Currently MPI part in synchrad
is not very developed, and we need to rework it (there is a #28 but we didn't get it finished yet), and i'm not sure it should work out of box in multi-node case. I it really depends on how SLURM handles openCL platform on the cluster -- it could work if it opens all GPU in the same platform but if each node has a separate platform with 4 devices we need to do some nesting.
Can you provide a bit more details from error and output logs?
I'm also a bit curious about your case -- 25h x 4 x A100
seems big even for coherent case.

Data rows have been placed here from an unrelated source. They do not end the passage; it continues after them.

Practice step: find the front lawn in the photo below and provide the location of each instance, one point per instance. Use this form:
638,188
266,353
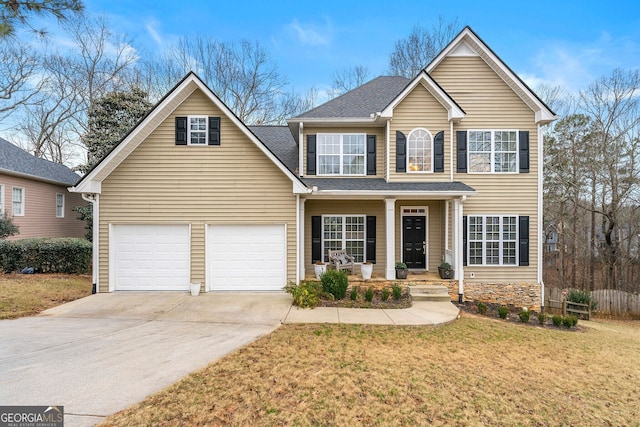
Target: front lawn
28,294
474,371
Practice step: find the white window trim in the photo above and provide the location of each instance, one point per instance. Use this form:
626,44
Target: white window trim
342,135
493,152
206,131
22,202
484,241
408,168
344,239
61,207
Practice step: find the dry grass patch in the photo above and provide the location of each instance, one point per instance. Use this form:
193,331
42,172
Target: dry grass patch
475,371
28,294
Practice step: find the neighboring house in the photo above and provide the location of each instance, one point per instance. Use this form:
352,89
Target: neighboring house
33,192
447,165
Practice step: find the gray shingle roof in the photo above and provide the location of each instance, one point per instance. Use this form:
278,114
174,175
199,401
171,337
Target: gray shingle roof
379,184
279,140
15,159
362,101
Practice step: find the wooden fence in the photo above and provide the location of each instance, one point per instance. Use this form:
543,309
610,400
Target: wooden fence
610,302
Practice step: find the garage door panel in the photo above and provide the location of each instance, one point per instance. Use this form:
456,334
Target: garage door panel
247,257
151,257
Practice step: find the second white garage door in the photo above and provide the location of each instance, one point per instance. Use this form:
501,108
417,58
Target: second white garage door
246,257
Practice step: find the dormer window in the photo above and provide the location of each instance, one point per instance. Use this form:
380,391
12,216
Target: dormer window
341,154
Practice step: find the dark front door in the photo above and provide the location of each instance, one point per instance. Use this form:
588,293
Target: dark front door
414,241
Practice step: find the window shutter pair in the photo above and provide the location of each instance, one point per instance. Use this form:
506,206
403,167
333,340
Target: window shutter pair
312,151
523,151
316,239
401,152
182,133
523,240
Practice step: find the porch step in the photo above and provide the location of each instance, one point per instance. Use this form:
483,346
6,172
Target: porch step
435,293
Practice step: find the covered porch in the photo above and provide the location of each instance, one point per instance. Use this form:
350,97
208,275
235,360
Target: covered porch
419,224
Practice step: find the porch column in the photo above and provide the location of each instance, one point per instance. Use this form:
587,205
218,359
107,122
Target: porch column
301,265
390,241
457,245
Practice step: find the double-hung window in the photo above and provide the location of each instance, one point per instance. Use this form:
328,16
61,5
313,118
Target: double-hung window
197,130
493,151
344,232
59,205
492,240
341,154
419,150
17,199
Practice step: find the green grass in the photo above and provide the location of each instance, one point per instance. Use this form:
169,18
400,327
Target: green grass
29,294
475,371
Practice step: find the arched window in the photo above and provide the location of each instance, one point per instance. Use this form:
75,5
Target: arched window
419,151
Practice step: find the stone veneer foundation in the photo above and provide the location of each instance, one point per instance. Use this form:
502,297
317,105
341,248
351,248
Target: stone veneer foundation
515,294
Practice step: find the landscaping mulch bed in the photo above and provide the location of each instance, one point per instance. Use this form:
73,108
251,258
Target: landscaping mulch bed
403,302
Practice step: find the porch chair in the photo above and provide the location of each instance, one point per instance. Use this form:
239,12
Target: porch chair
341,261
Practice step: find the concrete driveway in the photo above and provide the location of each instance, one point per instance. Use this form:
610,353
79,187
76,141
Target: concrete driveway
98,355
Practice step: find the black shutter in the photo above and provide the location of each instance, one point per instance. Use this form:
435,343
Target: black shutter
401,152
524,151
438,152
371,154
464,240
214,130
371,239
461,158
181,131
523,237
316,239
311,154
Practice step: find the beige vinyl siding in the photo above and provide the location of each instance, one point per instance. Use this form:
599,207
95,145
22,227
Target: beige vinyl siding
347,207
436,215
380,134
39,219
490,104
419,110
161,183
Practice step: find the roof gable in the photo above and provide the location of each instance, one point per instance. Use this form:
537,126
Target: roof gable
91,183
16,161
453,109
467,43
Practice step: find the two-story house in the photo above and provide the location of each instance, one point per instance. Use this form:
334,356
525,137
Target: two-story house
444,166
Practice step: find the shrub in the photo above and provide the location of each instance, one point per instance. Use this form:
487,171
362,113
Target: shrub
7,227
542,318
368,294
582,297
569,321
503,311
46,255
396,290
335,282
306,294
482,308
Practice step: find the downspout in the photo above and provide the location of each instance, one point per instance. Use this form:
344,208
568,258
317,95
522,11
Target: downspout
540,213
451,150
94,199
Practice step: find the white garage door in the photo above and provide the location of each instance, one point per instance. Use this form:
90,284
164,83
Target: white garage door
246,258
150,257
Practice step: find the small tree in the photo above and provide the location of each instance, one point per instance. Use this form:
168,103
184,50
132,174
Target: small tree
7,227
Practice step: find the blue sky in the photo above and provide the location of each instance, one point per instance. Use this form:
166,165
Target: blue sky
569,43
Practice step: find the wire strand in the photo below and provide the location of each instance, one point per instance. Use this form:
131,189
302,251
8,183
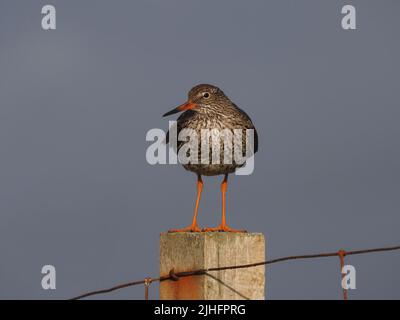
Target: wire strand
175,276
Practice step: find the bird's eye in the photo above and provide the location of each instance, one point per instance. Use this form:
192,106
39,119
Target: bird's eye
206,95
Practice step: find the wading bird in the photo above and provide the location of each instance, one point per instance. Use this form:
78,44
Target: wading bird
209,108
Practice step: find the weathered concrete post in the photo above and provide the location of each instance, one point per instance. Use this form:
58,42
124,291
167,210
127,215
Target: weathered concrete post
198,250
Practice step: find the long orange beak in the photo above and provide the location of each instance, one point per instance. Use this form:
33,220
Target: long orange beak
186,106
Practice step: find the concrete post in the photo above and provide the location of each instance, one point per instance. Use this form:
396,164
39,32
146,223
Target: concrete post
198,250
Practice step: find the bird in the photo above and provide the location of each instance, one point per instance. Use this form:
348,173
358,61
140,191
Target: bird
207,107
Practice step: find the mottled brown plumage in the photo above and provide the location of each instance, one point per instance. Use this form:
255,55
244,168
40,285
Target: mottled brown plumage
209,108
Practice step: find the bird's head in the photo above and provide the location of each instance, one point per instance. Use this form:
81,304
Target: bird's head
202,98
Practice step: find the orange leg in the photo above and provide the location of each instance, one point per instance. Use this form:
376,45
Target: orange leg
193,227
223,226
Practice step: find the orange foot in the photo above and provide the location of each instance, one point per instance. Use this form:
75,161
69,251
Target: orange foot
222,228
191,228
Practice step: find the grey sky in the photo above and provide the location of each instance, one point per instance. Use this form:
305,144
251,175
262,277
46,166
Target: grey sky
76,103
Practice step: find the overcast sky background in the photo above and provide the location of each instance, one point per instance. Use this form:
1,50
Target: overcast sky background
76,104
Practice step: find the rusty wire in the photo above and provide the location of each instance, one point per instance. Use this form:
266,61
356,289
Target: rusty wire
175,276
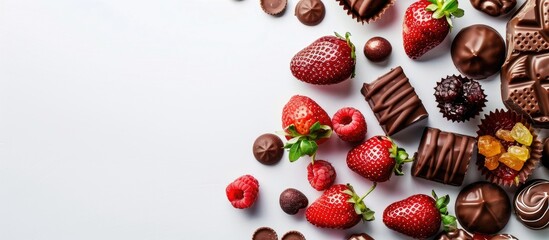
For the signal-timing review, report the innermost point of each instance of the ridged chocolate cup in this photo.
(365, 19)
(506, 120)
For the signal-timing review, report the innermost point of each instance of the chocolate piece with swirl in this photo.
(532, 204)
(443, 156)
(394, 101)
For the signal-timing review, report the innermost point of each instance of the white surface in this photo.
(127, 119)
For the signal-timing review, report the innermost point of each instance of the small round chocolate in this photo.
(377, 49)
(268, 149)
(478, 51)
(360, 236)
(483, 207)
(293, 235)
(291, 200)
(310, 12)
(265, 233)
(494, 8)
(273, 7)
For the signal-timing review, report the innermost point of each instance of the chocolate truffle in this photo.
(483, 207)
(273, 7)
(525, 73)
(443, 156)
(268, 149)
(394, 101)
(494, 8)
(265, 233)
(360, 236)
(310, 12)
(478, 51)
(291, 200)
(293, 235)
(377, 49)
(365, 10)
(532, 204)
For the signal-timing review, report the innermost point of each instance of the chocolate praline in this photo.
(478, 51)
(310, 12)
(483, 207)
(268, 149)
(377, 49)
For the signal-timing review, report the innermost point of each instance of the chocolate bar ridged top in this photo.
(443, 156)
(394, 101)
(525, 73)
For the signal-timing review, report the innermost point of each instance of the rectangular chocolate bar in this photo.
(443, 156)
(394, 101)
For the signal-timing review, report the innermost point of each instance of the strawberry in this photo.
(306, 125)
(243, 191)
(377, 158)
(339, 207)
(328, 60)
(419, 216)
(426, 24)
(321, 174)
(349, 124)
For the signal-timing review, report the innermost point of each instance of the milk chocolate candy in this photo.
(443, 156)
(394, 101)
(525, 73)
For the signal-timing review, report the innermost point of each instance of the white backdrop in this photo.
(127, 119)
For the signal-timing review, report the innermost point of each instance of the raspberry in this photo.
(321, 174)
(349, 125)
(448, 89)
(243, 192)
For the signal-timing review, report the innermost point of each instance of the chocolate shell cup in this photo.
(501, 119)
(366, 11)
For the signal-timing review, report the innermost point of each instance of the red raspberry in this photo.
(321, 174)
(349, 125)
(243, 192)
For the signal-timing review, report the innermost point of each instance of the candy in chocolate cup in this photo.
(501, 119)
(366, 11)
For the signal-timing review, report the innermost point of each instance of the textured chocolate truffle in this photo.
(310, 12)
(268, 149)
(494, 8)
(478, 51)
(483, 207)
(532, 204)
(265, 233)
(525, 73)
(377, 49)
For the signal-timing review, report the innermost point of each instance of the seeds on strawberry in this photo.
(321, 174)
(243, 192)
(349, 124)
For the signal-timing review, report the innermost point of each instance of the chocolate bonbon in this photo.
(394, 101)
(525, 73)
(478, 51)
(483, 207)
(443, 156)
(532, 204)
(310, 12)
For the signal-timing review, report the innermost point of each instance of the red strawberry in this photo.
(419, 216)
(377, 158)
(349, 125)
(339, 207)
(426, 24)
(243, 192)
(328, 60)
(321, 174)
(305, 125)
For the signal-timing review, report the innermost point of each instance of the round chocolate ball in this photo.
(377, 49)
(291, 200)
(268, 149)
(478, 51)
(483, 207)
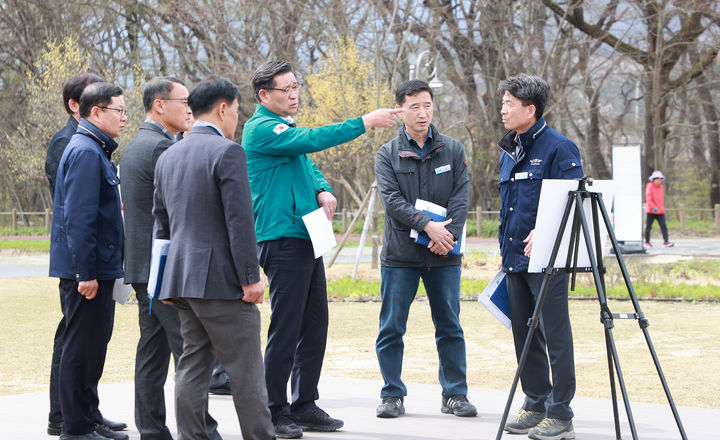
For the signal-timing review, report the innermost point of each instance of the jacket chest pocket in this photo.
(406, 178)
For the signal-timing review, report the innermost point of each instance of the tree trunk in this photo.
(713, 137)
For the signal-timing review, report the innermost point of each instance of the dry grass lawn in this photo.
(685, 337)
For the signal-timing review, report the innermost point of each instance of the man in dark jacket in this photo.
(86, 254)
(533, 151)
(72, 89)
(165, 100)
(202, 205)
(422, 164)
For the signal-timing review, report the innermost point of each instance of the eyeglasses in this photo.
(286, 90)
(183, 101)
(122, 111)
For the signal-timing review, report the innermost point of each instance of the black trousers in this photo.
(553, 339)
(55, 415)
(88, 328)
(298, 324)
(661, 221)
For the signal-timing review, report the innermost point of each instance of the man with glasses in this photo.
(167, 113)
(72, 89)
(86, 254)
(286, 185)
(202, 204)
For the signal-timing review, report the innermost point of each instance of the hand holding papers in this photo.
(121, 291)
(438, 214)
(320, 229)
(495, 299)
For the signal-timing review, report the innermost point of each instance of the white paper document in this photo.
(121, 291)
(553, 199)
(424, 205)
(320, 229)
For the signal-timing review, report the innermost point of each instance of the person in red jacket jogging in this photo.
(655, 207)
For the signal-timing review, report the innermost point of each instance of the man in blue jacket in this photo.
(533, 151)
(86, 254)
(72, 89)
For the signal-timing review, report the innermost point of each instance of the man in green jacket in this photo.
(286, 185)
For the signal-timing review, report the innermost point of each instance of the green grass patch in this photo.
(26, 245)
(346, 288)
(663, 290)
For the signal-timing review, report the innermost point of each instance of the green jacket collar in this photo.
(264, 111)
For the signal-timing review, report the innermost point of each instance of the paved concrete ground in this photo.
(24, 416)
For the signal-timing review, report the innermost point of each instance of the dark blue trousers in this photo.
(298, 323)
(88, 328)
(399, 287)
(552, 338)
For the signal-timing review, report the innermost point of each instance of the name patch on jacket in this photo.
(280, 128)
(442, 169)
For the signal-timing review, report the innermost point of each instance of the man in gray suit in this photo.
(167, 114)
(203, 206)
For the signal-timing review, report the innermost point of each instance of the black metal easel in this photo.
(576, 198)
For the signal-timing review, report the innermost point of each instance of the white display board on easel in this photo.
(553, 200)
(628, 210)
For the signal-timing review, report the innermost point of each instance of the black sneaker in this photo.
(104, 431)
(315, 419)
(524, 421)
(553, 429)
(390, 407)
(286, 428)
(458, 405)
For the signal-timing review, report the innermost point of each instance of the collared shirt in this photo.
(209, 124)
(159, 125)
(422, 152)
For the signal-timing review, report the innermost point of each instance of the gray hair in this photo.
(158, 87)
(264, 76)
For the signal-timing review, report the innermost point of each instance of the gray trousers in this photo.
(159, 339)
(229, 329)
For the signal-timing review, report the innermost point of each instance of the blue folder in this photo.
(424, 239)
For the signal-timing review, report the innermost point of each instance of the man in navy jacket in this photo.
(533, 151)
(86, 254)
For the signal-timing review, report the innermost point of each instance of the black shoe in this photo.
(54, 428)
(458, 405)
(286, 428)
(89, 436)
(106, 432)
(525, 421)
(115, 426)
(390, 407)
(315, 419)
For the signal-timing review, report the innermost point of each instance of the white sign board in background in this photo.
(553, 199)
(628, 212)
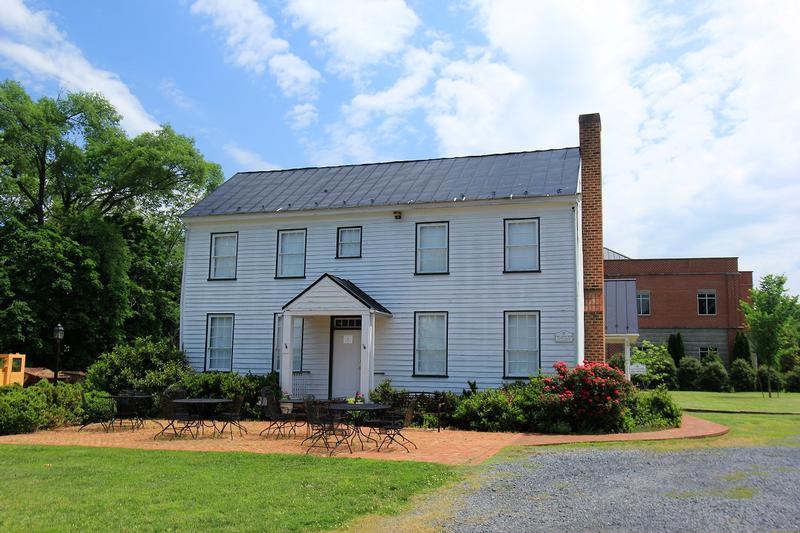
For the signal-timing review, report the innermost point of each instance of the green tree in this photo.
(772, 308)
(675, 347)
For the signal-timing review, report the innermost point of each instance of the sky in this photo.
(699, 100)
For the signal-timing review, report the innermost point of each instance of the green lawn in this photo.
(59, 488)
(787, 402)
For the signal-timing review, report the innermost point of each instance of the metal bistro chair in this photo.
(326, 430)
(179, 417)
(231, 415)
(278, 421)
(390, 428)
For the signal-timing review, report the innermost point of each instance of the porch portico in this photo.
(332, 296)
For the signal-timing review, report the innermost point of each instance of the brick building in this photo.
(697, 297)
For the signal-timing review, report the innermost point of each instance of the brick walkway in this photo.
(447, 446)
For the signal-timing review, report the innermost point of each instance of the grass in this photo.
(59, 488)
(787, 402)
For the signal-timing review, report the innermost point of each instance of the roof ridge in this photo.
(405, 161)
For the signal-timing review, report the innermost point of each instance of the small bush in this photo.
(655, 410)
(689, 373)
(742, 375)
(713, 376)
(489, 410)
(775, 378)
(792, 380)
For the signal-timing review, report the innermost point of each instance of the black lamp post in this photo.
(58, 335)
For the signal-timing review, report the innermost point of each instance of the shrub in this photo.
(768, 373)
(590, 397)
(792, 380)
(146, 364)
(689, 373)
(489, 410)
(742, 375)
(661, 368)
(655, 410)
(713, 376)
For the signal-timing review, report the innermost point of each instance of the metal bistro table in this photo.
(356, 421)
(203, 410)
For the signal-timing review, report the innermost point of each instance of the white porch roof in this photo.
(332, 295)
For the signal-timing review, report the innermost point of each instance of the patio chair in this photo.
(231, 415)
(389, 428)
(278, 420)
(326, 430)
(179, 417)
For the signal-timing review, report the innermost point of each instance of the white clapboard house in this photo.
(429, 273)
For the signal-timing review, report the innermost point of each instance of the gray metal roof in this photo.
(521, 174)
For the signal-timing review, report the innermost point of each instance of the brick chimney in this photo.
(592, 238)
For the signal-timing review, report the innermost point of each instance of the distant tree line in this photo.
(90, 235)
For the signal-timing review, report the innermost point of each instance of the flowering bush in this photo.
(590, 397)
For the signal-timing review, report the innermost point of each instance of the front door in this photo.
(345, 363)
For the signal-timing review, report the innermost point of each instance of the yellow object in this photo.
(12, 368)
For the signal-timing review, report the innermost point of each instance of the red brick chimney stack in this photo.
(592, 235)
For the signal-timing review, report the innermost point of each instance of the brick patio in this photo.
(448, 446)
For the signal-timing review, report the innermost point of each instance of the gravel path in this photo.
(752, 489)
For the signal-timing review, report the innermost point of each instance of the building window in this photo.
(348, 242)
(432, 248)
(222, 264)
(219, 343)
(643, 303)
(522, 245)
(707, 302)
(297, 343)
(522, 343)
(291, 261)
(430, 343)
(704, 351)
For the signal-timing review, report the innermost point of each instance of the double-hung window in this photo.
(291, 262)
(522, 343)
(432, 248)
(643, 303)
(522, 245)
(348, 242)
(706, 302)
(297, 343)
(219, 342)
(222, 264)
(430, 343)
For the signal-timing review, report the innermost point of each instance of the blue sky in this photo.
(698, 99)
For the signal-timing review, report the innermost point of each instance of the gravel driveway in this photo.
(750, 489)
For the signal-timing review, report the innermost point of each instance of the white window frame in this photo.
(707, 295)
(537, 340)
(340, 242)
(210, 321)
(297, 343)
(417, 338)
(420, 250)
(641, 296)
(507, 246)
(214, 257)
(279, 256)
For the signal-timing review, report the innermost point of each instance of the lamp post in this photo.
(58, 335)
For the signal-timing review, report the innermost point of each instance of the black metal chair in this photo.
(326, 430)
(389, 428)
(179, 417)
(278, 420)
(231, 415)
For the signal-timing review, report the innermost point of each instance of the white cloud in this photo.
(252, 45)
(175, 95)
(246, 159)
(302, 116)
(33, 45)
(357, 32)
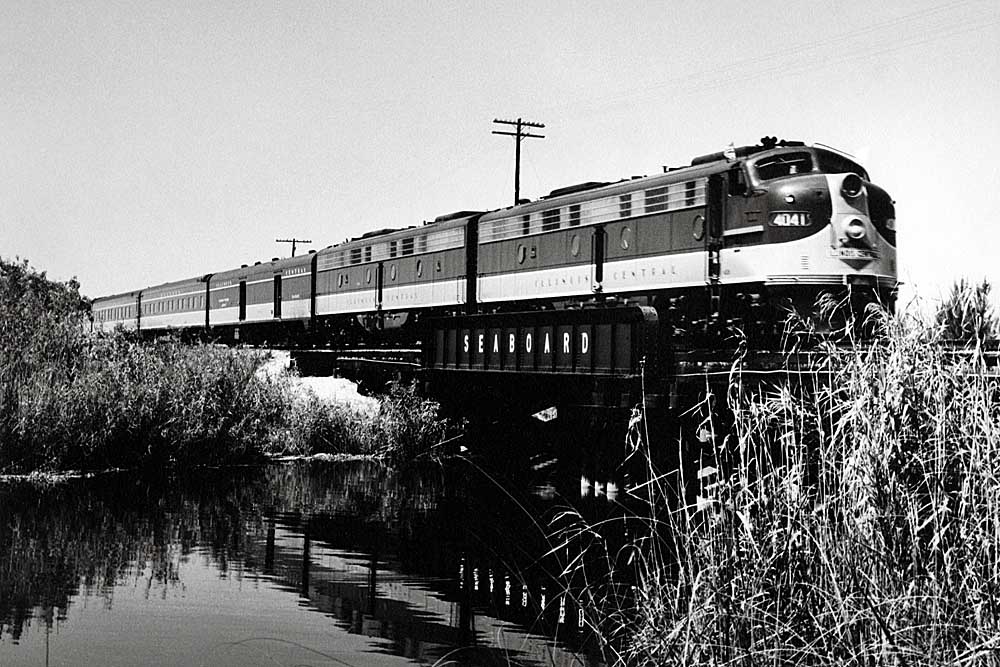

Physically for the coherent calculations you need one macro-particle per electron and for real beams this is typically too much, so for the coherent calculations I usually look at features qualitatively and only take as much particles needed to get low shot-noise.
Hi Igor,
Thank you for the fast response!
Yes, I run in one node with 4 GPUs with no problems.
I thought that I needed to set PYOPENCL_CTX=':'
to get all the GPUs running and avoid being asked which GPU to select.
But now I understand that this is unnecessary if one uses mpirun
and the 'ctx'
argument to 'mpi'
.
So, I have tried first without PYOPENCL_CTX=':'
for the 1 node, 4 GPU case and it works good as before:
stdout
Running on 4 devices
ALL | GPU device: NVIDIA A100-SXM4-40GB
ALL | GPU device: NVIDIA A100-SXM4-40GB
ALL | GPU device: NVIDIA A100-SXM4-40GB
ALL | GPU device: NVIDIA A100-SXM4-40GB
stderr
mpirun -n 4 python undulator_beam.py
100%|██████████| 250/250 [00:46<00:00, 5.33it/s]
100%|██████████| 250/250 [00:46<00:00, 5.35it/s]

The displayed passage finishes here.